Phagwara Method Saves 90% of Water in Rice Cultivation in Punjab
Avtar Singh, a post-graduate in applied chemistry, who chose to become a farmer, has developed a farming technique called Phagwara method that could solve two major issues related to rice cultivation ie. High water intensity crop and GHG emissions.
According to farmers of the region who experimented with the technique found encouraging results. Seeing the results — low water usage by 90% and high yield — many more farmers have signed up for the same this year.
Rice is semi-aquatic, adapted to a wide range of hydrologies, from aerobic soils in uplands to anaerobic and flooded fields in waterlogged lowlands, to even deeply submerged soils in flood-prone areas.
According to Avtar, the “paddy puddle”, the reason why the crop consume a lot of water, is required to create anaerobic conditions. But with the technique developed by him, he said the anaerobic sowing of rice (ASR) is achieved by planking the soil repeatedly and heavily before and after using the drill machine for seeding.
Phagwara Method
Explaining the direct seeding technique creating anaerobic conditions without creating puddles in fields, Avtar said that a field should be levelled using laser leveller. “Pre-irrigation is done three days before date of sowing. When tractor can move in fields then planking with suhaga (solid wooden plank) with extra weight on it should be done six times. Idea is to push air out of moist soil using pressure. Then with zero drill machine 8kg paddy seeds per acre should be sown and immediately after that planking should be done twice with extra load. First irrigation is required after 21 days and then second after 10 days. Usually, by this time it already starts raining and we don’t need to use subsoil water,” he said.
Water and GHGs Saved
Former agriculture department deputy director Dr C R Vashisht said that on an average farmers use 43,000 litres of water on one acre with the technique while conventional puddle consumed around 5.76 lakh litre water per acre. “Saving is even more than 90%,” he said.

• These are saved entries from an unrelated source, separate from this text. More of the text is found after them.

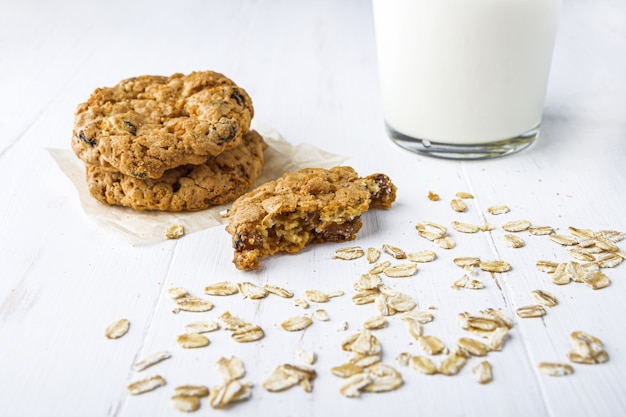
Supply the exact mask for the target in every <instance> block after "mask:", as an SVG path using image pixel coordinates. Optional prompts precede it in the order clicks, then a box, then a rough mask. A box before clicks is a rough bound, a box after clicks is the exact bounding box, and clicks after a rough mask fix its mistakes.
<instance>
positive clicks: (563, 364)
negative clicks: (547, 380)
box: [537, 362, 574, 376]
mask: <svg viewBox="0 0 626 417" xmlns="http://www.w3.org/2000/svg"><path fill="white" fill-rule="evenodd" d="M537 367H538V369H539V370H540V371H541V372H543V373H544V374H546V375H549V376H565V375H571V374H573V373H574V368H572V366H571V365H568V364H566V363H555V362H540V363H539V365H537Z"/></svg>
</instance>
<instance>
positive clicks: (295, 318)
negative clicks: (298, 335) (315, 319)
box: [280, 316, 313, 332]
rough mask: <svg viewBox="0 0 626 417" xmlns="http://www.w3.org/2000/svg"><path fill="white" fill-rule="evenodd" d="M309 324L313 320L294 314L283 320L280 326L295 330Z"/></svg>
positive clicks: (292, 331) (294, 331)
mask: <svg viewBox="0 0 626 417" xmlns="http://www.w3.org/2000/svg"><path fill="white" fill-rule="evenodd" d="M311 324H313V320H311V318H309V317H307V316H294V317H291V318H289V319H287V320H285V321H283V322H282V323H281V324H280V327H282V328H283V329H285V330H287V331H288V332H297V331H300V330H304V329H306V328H307V327H309V326H310V325H311Z"/></svg>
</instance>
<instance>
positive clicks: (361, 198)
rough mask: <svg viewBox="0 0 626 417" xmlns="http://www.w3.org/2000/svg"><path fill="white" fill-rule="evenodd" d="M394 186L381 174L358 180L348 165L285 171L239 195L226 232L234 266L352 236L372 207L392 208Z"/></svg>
mask: <svg viewBox="0 0 626 417" xmlns="http://www.w3.org/2000/svg"><path fill="white" fill-rule="evenodd" d="M395 198H396V187H395V185H394V184H393V183H392V182H391V180H390V179H389V177H387V176H386V175H385V174H373V175H370V176H368V177H365V178H360V177H359V176H358V174H357V173H356V172H355V171H354V170H353V169H352V168H350V167H345V166H342V167H335V168H332V169H330V170H325V169H321V168H309V169H303V170H300V171H296V172H293V173H289V174H285V175H283V176H282V177H281V178H279V179H277V180H275V181H271V182H268V183H266V184H264V185H262V186H260V187H258V188H256V189H254V190H252V191H250V192H249V193H247V194H245V195H243V196H241V197H239V198H238V199H237V200H236V201H235V202H234V203H233V205H232V208H231V209H230V212H229V216H228V225H227V226H226V230H227V231H228V233H230V234H231V236H232V244H233V249H234V250H235V255H234V259H233V263H234V264H235V266H236V267H237V269H242V270H246V269H255V268H258V267H259V265H260V264H259V260H260V259H261V258H264V257H266V256H268V255H271V254H274V253H277V252H288V253H296V252H299V251H301V250H302V249H303V248H304V247H305V246H306V245H307V244H309V243H313V242H342V241H346V240H352V239H354V238H355V237H356V233H357V232H358V231H359V229H360V228H361V226H362V222H361V214H362V213H364V212H365V211H367V210H368V209H369V208H370V207H380V208H390V207H391V203H393V202H394V201H395Z"/></svg>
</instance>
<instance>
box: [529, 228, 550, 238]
mask: <svg viewBox="0 0 626 417" xmlns="http://www.w3.org/2000/svg"><path fill="white" fill-rule="evenodd" d="M528 233H530V234H531V235H533V236H547V235H551V234H552V233H555V230H554V228H552V227H550V226H530V227H529V228H528Z"/></svg>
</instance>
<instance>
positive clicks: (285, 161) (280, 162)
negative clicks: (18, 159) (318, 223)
mask: <svg viewBox="0 0 626 417" xmlns="http://www.w3.org/2000/svg"><path fill="white" fill-rule="evenodd" d="M252 128H253V129H255V130H256V131H257V132H259V133H260V134H261V135H262V136H263V138H264V139H265V142H266V143H267V144H268V145H269V146H268V148H267V149H266V150H265V154H264V158H265V162H264V166H263V170H262V172H261V175H260V176H259V178H257V181H256V184H255V187H256V186H258V185H261V184H263V183H265V182H267V181H271V180H273V179H276V178H278V177H279V176H281V175H282V174H284V173H286V172H292V171H296V170H298V169H301V168H310V167H319V168H332V167H334V166H337V165H341V164H342V163H343V162H345V161H346V160H347V159H348V158H347V157H345V156H341V155H335V154H332V153H329V152H326V151H323V150H321V149H318V148H316V147H314V146H311V145H308V144H300V145H292V144H290V143H289V142H287V141H286V140H285V139H284V138H283V137H282V135H281V134H280V133H279V132H278V131H277V130H275V129H273V128H272V127H270V126H268V125H266V124H264V123H262V122H258V121H253V123H252ZM48 152H49V153H50V155H52V157H53V158H54V160H55V161H56V163H57V165H58V166H59V168H60V169H61V171H63V173H64V174H65V175H66V176H67V177H68V178H69V179H70V180H71V181H72V183H73V184H74V186H75V187H76V190H77V191H78V197H79V198H80V202H81V205H82V207H83V210H84V211H85V213H86V214H87V216H89V217H90V218H91V219H92V220H93V221H95V222H96V223H97V224H98V225H100V226H101V227H103V228H106V229H110V230H114V231H117V232H119V233H122V234H123V235H124V237H125V238H126V240H128V242H129V243H131V244H132V245H146V244H151V243H155V242H159V241H163V240H166V237H165V230H166V229H167V227H168V226H169V225H171V224H181V225H182V226H183V227H184V228H185V234H188V233H193V232H197V231H199V230H204V229H207V228H209V227H214V226H221V225H224V224H225V223H226V219H225V218H224V217H223V216H221V215H220V212H222V211H224V210H225V209H227V208H228V207H230V204H227V205H223V206H216V207H212V208H209V209H206V210H202V211H197V212H182V213H168V212H160V211H138V210H133V209H131V208H127V207H117V206H108V205H106V204H102V203H100V202H99V201H97V200H96V199H94V198H93V197H92V196H91V195H90V194H89V190H88V189H87V183H86V181H85V165H84V163H83V162H82V161H81V160H79V159H78V158H77V157H76V155H75V154H74V152H73V151H72V150H71V149H48Z"/></svg>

Studies say direct seeding of pre-germinated rice has resulted in reduced methane emissions due to a shorter flooding period and decreased soil disturbance compared to transplanting rice seedlings. In Asia, transplanting is the most common method for rice production, whereas direct seeding is common in Australia and the United States.
Why?
On an average, Rice grown in India is a water-guzzler, because farmers use on an average 15,000 litres to produce one kg of paddy, though water technologists at the Indian Agricultural Research Institute in New Delhi say no more than 600 litres is needed if proper water management techniques are followed. Given that 45 % of the country’s total irrigation water is used solely for rice cultivation, the need to improve farming methods is imperative.
Besides being wasteful, excessive use of water results in lower yields and adverse environmental effects such as soil salinity and waterlogging. Paddy yields in irrigated regions of Tamil Nadu, Punjab and Haryana range from five to six tonnes/ha, whereas in the high-rainfall areas of eastern UP, Bihar, West Bengal and Orissa, the yields are about 1.8 tonnes/ha. The main reasons for the poor yields are improper irrigation management and waterlogging.
Floods are therefore considered major challenges for rice production, especially in South and Southeast Asia, where the majority of the world’s rice farmers live and depend on rice and rice-based farming as their major source of food, income and livelihood. Moreover, the impacts of these floods seem to be worsening in recent years, due to effects commonly attributed to climate change, such as sea-level rise, the uneven distribution of rains and periodic changes in frequencies and intensities of floods caused by extreme weather events.
Punjab, where Rice is not suitable for cultivation as the soil type and the pressure it has exerted on the water resources, has caused an ecological disaster in the state and surrounding states. Unable to dissuade farmers from cultivating rice and later burning paddy straw, authorities can promote Phagwara method to help farmers till viable diversification is put in place.
Proper crop-rotation can also reduce water consumption and result in higher yields. In Orissa, the net returns per unit of irrigation water (Rs/cm of water) were estimated at Rs 28.05/cm of water for rice-mustard-rice rotation, whereas for rice-potato-gingili rotation, it was Rs 52.81/cm. Better coordination between farmers, scientists and extension officials is needed to popularise water-saving techniques in farming.